We went and checked the mail today after a few days of not doing so. Our post office box was pretty full, which is fairly unusual. The contents were stuffed in a bag as we had other things to do before we went home. On arrival at home, my partner opened the letters, one of which was addressed to me from the New South Wales government. It was a fine notice for a parking offence in Queanbeyan in early March. The fact that I hadn’t been to Queanbeyan at all this year made me scratch my head in disbelief. Initially I suspected that the fine notice may have been bogus (i.e. a scam) and that the addresses for payment may have been bogus too, simply as a way of extracting cash from the gullible. Then I suspected that someone might have ‘borrowed’ my car while I thought it was parked in the carpark where I work (I know of someone who had this happen to them).

So, I went online to the NSW government website and chased up parking fines and how to dispute them. One of the facilities they have on the website is images of the ‘offence’ when it was being committed. It shows a silver-grey Nissan nose to curb, supposedly in a taxi rank. The fine notice had on it the correct registration number for my vehicle, and the vehicle which committed the offence seemed to have the same registration number (although it is blurred and difficult to be certain). However, my vehicle is a Mazda and is registered in the Australian Capital Territory (ACT), while that committing the offence is registered in NSW, so has a different style of registration plate (in the ACT, the ‘ACT’ is above the numbers, while in NSW, the ‘NSW’ is printed vertically to the left of the numbers).

Given the time of the offence and the fact that the image of the vehicle had the door open and someone who looks like a schoolkid getting out of the car, indicates that the offence took place at school drop-off.

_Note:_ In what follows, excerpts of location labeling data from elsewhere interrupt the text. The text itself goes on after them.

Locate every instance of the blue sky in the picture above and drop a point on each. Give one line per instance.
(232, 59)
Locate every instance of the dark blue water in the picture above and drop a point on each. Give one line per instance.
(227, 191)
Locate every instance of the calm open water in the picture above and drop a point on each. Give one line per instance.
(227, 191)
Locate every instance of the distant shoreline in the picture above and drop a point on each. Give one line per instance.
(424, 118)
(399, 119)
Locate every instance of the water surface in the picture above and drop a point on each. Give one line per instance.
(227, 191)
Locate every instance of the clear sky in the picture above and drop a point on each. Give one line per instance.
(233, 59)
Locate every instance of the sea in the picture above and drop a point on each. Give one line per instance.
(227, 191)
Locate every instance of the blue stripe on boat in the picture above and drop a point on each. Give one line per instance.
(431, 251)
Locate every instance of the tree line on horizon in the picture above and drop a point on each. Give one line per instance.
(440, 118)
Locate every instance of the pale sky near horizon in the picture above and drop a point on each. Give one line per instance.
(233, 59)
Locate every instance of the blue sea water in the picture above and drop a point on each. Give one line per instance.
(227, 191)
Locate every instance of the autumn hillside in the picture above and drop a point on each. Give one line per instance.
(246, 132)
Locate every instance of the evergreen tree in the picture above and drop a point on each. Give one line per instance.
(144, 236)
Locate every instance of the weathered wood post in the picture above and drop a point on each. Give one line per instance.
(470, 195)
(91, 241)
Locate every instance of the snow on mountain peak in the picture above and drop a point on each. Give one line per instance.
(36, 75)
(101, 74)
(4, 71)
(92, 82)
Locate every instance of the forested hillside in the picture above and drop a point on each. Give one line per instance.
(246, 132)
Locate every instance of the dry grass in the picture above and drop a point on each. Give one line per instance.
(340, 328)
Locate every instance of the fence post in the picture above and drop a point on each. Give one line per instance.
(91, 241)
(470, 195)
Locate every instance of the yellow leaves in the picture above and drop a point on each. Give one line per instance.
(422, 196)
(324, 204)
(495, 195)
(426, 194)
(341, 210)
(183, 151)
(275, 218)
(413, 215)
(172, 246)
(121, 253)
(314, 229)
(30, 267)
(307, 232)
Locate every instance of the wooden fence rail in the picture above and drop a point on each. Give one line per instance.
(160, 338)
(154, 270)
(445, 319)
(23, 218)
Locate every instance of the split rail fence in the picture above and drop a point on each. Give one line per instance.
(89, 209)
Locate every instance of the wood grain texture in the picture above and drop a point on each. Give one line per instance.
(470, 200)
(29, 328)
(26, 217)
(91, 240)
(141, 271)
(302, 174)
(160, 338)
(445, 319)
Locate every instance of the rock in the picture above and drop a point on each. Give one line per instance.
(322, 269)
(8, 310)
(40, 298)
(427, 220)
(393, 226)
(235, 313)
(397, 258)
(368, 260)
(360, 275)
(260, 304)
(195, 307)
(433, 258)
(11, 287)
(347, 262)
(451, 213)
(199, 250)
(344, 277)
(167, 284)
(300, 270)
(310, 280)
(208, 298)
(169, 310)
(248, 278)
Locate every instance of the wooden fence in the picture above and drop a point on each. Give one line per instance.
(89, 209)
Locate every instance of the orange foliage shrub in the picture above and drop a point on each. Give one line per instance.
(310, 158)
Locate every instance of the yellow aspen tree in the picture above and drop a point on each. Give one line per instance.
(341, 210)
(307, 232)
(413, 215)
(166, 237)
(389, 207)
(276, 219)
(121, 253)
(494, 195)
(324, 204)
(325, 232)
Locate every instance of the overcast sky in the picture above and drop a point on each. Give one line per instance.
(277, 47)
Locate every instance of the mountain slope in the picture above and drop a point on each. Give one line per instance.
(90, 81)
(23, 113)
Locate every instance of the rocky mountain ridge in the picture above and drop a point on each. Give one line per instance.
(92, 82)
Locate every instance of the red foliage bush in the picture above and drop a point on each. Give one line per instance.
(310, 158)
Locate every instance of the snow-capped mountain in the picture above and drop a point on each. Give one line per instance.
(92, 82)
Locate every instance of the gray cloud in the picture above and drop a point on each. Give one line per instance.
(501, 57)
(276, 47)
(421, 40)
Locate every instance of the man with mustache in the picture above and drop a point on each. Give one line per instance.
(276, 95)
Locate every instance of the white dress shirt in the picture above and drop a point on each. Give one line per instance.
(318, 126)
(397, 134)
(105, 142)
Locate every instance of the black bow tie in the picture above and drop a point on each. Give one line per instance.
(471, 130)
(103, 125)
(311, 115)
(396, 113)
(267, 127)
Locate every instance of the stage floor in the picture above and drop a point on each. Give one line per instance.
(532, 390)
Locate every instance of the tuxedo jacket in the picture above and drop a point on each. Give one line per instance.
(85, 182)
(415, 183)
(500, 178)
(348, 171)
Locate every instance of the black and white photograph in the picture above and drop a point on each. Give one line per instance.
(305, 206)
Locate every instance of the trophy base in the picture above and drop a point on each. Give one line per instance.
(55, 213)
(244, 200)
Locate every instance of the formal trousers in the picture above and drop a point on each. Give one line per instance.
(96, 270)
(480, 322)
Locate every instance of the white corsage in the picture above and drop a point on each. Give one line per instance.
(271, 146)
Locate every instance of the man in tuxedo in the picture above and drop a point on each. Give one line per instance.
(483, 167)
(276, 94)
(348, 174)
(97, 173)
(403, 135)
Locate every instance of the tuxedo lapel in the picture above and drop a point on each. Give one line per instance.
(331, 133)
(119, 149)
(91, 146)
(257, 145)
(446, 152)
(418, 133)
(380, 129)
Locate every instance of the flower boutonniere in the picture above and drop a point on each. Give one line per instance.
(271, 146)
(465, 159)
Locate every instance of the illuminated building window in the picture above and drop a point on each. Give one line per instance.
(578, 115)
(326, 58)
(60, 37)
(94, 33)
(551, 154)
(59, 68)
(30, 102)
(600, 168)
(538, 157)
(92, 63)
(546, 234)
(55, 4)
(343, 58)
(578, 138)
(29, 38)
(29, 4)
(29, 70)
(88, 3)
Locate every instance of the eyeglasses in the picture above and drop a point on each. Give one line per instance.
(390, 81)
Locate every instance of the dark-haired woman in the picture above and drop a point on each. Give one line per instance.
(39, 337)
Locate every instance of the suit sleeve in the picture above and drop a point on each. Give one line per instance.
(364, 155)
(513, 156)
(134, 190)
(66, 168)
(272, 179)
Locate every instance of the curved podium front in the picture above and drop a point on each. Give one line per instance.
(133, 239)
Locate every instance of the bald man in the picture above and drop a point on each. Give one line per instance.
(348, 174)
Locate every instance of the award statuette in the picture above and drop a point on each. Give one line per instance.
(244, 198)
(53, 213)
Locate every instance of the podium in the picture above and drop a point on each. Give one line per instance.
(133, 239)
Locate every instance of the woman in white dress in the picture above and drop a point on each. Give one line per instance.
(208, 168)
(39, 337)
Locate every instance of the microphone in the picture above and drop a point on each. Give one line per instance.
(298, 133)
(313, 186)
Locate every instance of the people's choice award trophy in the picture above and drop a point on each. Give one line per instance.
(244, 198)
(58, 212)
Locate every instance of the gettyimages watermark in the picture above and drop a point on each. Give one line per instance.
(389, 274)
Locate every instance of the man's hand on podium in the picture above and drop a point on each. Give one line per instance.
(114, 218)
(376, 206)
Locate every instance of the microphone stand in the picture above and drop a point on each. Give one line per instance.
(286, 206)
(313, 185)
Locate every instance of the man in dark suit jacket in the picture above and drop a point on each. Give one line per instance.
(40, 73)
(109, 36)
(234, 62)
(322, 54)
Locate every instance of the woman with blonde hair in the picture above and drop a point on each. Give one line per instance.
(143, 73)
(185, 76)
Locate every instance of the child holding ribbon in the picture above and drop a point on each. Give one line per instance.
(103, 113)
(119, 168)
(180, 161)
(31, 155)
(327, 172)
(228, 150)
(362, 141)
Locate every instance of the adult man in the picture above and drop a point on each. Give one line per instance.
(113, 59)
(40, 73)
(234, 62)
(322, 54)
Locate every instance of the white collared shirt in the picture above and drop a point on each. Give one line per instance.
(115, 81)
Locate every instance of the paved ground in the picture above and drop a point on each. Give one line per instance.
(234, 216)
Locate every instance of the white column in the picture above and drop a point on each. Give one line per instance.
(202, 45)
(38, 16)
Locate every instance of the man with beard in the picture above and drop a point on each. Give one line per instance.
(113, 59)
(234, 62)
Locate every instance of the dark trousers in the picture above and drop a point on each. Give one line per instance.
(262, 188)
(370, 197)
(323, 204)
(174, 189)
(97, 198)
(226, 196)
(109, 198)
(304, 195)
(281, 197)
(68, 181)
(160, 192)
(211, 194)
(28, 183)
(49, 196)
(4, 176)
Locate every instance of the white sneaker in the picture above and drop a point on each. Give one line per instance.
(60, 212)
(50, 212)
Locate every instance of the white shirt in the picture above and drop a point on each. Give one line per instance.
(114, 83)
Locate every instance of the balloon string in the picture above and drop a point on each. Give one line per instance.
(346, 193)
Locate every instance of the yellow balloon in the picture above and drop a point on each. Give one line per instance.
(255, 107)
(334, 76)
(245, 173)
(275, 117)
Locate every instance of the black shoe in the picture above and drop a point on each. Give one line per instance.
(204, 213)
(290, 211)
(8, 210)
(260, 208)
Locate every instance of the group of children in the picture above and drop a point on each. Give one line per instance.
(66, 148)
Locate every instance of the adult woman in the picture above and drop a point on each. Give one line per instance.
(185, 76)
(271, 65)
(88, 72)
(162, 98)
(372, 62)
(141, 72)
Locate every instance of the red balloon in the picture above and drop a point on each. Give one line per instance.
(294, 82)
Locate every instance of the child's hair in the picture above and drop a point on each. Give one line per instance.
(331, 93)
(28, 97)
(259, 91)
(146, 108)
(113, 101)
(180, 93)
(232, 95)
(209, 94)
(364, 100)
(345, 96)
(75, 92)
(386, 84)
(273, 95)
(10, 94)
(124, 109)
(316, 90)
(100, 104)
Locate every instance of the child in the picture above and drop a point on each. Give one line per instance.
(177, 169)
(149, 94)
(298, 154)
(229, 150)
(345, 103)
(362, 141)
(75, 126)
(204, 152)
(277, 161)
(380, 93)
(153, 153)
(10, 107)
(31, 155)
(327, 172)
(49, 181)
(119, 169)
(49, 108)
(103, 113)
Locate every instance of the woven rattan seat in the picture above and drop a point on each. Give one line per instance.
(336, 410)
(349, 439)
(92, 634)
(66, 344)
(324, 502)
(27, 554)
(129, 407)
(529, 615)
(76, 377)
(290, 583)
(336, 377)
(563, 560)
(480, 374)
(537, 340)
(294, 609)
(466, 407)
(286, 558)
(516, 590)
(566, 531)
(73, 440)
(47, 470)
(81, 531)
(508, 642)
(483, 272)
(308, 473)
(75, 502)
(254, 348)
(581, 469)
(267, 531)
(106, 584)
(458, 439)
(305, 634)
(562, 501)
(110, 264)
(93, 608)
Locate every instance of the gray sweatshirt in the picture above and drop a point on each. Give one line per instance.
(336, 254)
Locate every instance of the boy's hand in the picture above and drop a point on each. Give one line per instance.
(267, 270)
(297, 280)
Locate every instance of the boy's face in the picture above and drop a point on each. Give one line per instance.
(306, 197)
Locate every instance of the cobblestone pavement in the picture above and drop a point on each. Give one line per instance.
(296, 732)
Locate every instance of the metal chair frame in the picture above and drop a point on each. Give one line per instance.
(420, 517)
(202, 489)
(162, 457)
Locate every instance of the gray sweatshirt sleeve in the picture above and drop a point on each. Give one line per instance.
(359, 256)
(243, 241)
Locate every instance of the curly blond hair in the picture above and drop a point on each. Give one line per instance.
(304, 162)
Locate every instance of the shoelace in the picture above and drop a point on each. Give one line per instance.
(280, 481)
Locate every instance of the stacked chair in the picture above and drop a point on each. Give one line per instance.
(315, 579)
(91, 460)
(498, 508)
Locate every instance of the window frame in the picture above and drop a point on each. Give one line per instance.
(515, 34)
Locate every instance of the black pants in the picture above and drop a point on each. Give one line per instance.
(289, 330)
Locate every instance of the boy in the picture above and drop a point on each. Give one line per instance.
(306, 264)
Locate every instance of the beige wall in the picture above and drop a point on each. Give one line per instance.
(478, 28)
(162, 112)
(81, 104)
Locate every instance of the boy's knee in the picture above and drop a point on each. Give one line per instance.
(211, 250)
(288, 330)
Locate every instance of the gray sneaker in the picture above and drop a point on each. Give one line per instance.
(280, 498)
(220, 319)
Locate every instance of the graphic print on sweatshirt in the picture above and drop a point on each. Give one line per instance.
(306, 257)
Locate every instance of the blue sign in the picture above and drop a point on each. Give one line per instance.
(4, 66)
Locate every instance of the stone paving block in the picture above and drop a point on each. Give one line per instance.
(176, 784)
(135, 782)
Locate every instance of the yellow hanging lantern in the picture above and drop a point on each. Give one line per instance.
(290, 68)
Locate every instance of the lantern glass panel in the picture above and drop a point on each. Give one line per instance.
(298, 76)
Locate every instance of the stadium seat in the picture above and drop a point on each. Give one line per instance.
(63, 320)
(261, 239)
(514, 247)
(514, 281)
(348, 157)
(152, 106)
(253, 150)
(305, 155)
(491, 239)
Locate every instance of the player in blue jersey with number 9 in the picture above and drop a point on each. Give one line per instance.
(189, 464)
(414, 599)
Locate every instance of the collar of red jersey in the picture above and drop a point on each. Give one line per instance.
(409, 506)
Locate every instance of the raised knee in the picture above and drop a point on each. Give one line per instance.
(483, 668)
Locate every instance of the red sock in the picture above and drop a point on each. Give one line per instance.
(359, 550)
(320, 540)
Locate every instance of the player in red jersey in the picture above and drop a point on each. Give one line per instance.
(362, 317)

After explaining this all to the website for disputed fines, I went and took a photograph of the back end of my car with its ACT registration plate and submitted it to their website.

After submitting the request to review, I received an e-mail to say that my ‘request to review’ had been submitted and that Revenue NSW will “aim to process my review in less than 42 days”. How they could confuse an ACT registered Mazda with a NSW registered Nissan is something I don’t understand. It will be interesting to see what they do.

7 Comments

  • JON says:

    Heard something similar on ABC radio some months ago. Car ID was completely wrong, a digit on the number plate had been incorrectly noted.

    Iirc, in the ACT the plate ID offence is initially handled by computer but is supposed to be checked before a notice is sent out. They obviously don’t try to match the vehicle make, type or colour, nor in yur case do they have a flag for the jurisdiction of the rego plate, either of which would be a fairly obvious indicator. Incompetence or just lack of care? Neither should be acceptable.

    Friend’s wife was booked for running a red light at a major intersection in Qld last year. It was their car but they had no memory of infringing. Checked the image and it appeared to show they had. Fine was about $500 so wife returned to the intersection and took a picture. Sure enough the official image was cropped hard so that it didn’t show the traffic lights on the left which had turn left arrows. The camera may have been installed prior to that set of lights going in and not updated, but again that’s no excuse. Their notice was rescinded but we can only imagine how many others got booked and didn’t check.

    Not that many years ago there was a “famous” case of a Sydney bloke whose car was clocked speeding on a tollway It WAS, while on the back of a tow/repair vehicle. He knew that it couldn’t have been him so checked the image and sure enough it clearly showed the truck with his car secured to its flat-top.

  • Laurie says:

    They work only from the number. My guess is the automated system in NSW misread the plate number and the reviewer – there is a reviewer, right? [insert Padme meme here] – failed to pull the photo because it is blurred. Any reviewer in NSW can’t check the the vehicle type because its registered in the ACT and our rego systems are not accessible joined up in any way, a fact I discovered while trying to transfer a Vic registered motorcycle to SA.

    • JON says:

      There’s no national database Laurie but anyone can get basic vehicle details from ACT rego numbers via the ACT govt site.

      • Laurie says:

        I hope the registered address isn’t part of that!

        But the point being that Queenbeyan council are not performing any sanity checking. The assumption is the automatic text recognition is correct and mistakes will be caught by the recipient. My guess is there is no human oversight at all.

        • JON says:

          No, make, model, year, colour and a few more things which possibly shouldn’t be public eg last 4 digits of VIN.